Manolo Sánchez Murias, que en los primeros años de su dilatada trayectoria futbolística se licenció en Ciencias Químicas, asegura que en el club «hay una línea de actuación para compaginar la actividad futbolística con la académica». En el vestuario del Sporting B conviven varios universitarios. El lateral Pablo García, con la vocación por la enseñanza dentro de su familia, estudia Magisterio, Villalón es un proyecto de ingeniero de tecnologías industriales y su socio en el eje de la zaga Pelayo Suárez está en el tercer curso de la carrera de Administración y Dirección de Empresas. La misma que eligió Gragera, que al igual que su compañero de generación en la medular, Javi Mecerreyes, combina su aprendizaje en Mareo con sus apuntes de Diseño Digital.

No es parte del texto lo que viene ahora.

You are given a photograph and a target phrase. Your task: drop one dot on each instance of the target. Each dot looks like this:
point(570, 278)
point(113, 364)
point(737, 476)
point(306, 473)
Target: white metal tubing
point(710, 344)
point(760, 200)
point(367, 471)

Con buenas notas avanza Gaspar en sus estudios de Ingeniería Informática. Javi Cobo inició en su Cantabria natal la carrera de INEF y Bogdan también sigue la estela de otros jóvenes como Nacho Méndez y Pablo Pérez. Los dos centrocampistas, ya asentados en la primera plantilla, siguen entre los matriculados de la Escuela Politécnica de Gijón: «Hay un ramillete de jugadores que no pierden ese horizonte de seguir formándose, que son universitarios y lo compaginan con su crecimiento en el fútbol. Ese es el camino que deben seguir y el mensaje que se inculca desde el club», concluye Manolo Sánchez Murias.

Fuente: Diario El Comercio. Iván Alvárez. Viernes, 27 diciembre 2019.